Hayvanların kesilerek etinin elde edilmesine, salt maliyet-kâr ilişkisi yada kapitalist bir mantık dışında bakacak olursak; yeryüzündeki bütün varlıklar bir yönüyle insanoğluna hizmet etmek için insanoğlunun faydalanması için yaratılmıştır. "O, göklerden sizin için su indirendir. İçilecek su ondandır. Hayvanlarınızı otlattığınız bitkiler de onunla meydana gelir.  Allah o su ile size; ekin, zeytin, hurma ağaçları, üzümler ve her türlü meyvelerden bitirir. Elbette bunda düşünen bir kavim için bir ibret vardır.  O, geceyi, gündüzü, güneşi ve ayı sizin hizmetinize verdi. Bütün yıldızlar da O'nun emri ile sizin hizmetinize verilmiştir. Şüphesiz bunlarda aklını kullanan bir millet için ibretler vardır.  Sizin için yeryüzünde çeşitli renk ve biçimlerle yarattığı şeyleri de sizin hizmetinize verdi. Öğüt alan bir toplum için bunda ibretler vardır.  O, taze et yemeniz ve takınacağınız süs eşyası çıkarmanız için denizi sizin hizmetinize verendir. Gemilerin orada suyu yara yara gittiğini görürsün. (Bütün bunlar) onun lütfundan nasip aramanız ve şükretmeniz içindir." (Nahl Sûresi 10, 11,12,13,14) Burada insanoğluna düşen, kendisi için yaratılan kainatı ve içindeki bütün varlıkları adalet anlayışı içerisinde ve yaratılış amacına uygun olarak kullanmak ve istifade etmektir. Kendisine emanet edilen nimetleri israf etmemesi, yerli yerine de kullanması "Adalet" duygusunun dışavurumudur. Adaleti, sadece mahkemelerde gerçekleştirilen bir fiil; hakim, savcı ve avukatların işi olarak görürsek yeryüzünde fesad'ın çıkmasına kendi ellerimizle katkıda bulunuyoruz demektir. Rûm Suresi 41. ayeti kerimede "İnsanların kendi elleriyle yapıp ettikleri yüzünden karada ve denizde düzen bozuldu(fesad çıktı). Böylece Allah işlediklerinin bir kısmını onlara tattırıyor." kanuni ilahisi tecelli ediyor demektir. Şayet dünya üzerindeki nimetler, "Adalet" duygusu içerisinde paylaşılacak, istifade edilecek olsa ne açlık olur ne de obezleri doyurabilmek için bu tür "temiz et!" gibi birtakım yapay kimyasal ürünlere ihtiyaç duyulur. 

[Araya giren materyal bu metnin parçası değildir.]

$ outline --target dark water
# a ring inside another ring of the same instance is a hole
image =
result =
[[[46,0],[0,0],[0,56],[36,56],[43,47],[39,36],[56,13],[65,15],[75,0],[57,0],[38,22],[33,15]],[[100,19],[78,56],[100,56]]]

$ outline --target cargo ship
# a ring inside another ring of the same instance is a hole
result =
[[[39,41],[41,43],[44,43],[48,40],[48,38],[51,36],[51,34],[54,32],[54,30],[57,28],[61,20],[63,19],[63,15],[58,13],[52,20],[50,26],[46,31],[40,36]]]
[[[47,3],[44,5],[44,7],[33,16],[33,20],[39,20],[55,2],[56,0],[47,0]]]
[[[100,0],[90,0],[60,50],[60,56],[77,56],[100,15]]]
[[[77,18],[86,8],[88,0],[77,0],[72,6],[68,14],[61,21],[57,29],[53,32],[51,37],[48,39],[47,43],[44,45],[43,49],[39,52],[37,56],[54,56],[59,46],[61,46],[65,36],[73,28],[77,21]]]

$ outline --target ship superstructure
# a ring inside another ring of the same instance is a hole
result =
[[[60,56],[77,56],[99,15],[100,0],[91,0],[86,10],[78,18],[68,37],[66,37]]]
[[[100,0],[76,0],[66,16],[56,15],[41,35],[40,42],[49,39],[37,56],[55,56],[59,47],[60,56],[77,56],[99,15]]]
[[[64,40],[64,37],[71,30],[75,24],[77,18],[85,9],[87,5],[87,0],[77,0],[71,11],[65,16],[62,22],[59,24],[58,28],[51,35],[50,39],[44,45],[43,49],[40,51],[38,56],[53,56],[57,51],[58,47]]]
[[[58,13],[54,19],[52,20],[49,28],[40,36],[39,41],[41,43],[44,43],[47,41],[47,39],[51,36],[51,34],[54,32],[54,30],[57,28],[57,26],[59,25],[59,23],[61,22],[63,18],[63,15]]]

İnsanın beslenme tercihlerinin,  insanın fıtratını etkileyen bir husus olduğunu da gözden kaçırmamanız gerekir. Kur'an-ı Kerim'de vurgu yapılan helal ve temiz olanların yenilmesi, helal yollarla kazanıp helal yerlerde harcama tavsiyesi, mideyi haramdan uzak tutmak yoluyla fıtratın bozulmamasını, insanoğlunun gelecek nesillerinin de aynı fıtrat olmak üzere olmasını temin içindir. Türkiye'de yeteri kadar gündem olmamış ancak bugün özellikle Amerika, İngiltere, İsrail, Hollanda da bulunan toplam 26 Ar-Ge ve üretim firmasına Türkiye'nin de  şimdilik tek bir firmayla katılması gelecek adına bizleri endişelendirmelidir. Şayet bir projenin içerisinde İsrail, İngiltere ve Amerika üçlü sacayağı varsa, bunun insanlığın yararına olan bir şey olduğunu ifade etmek zordur.  Bu konuda diğer bütün dünya insanların mutlaka bir yönüyle zararı var demektir. Burada şu soruyu da sormak lazım. Mesela Yahudi hahamlar temiz et'i koşer kuralları içerisine alacaklar mı? Temiz etin Yahudiler tarafından tüketilebileceğine cevaz verecekler mi? Aklıma gelmişken belki yakın gelecekte ilahiyatçılarımızın ekranlarda tartışacağı bir soruyu buradan şimdiden soralım. "Hocaaaam temiz etten kurban olur mu?"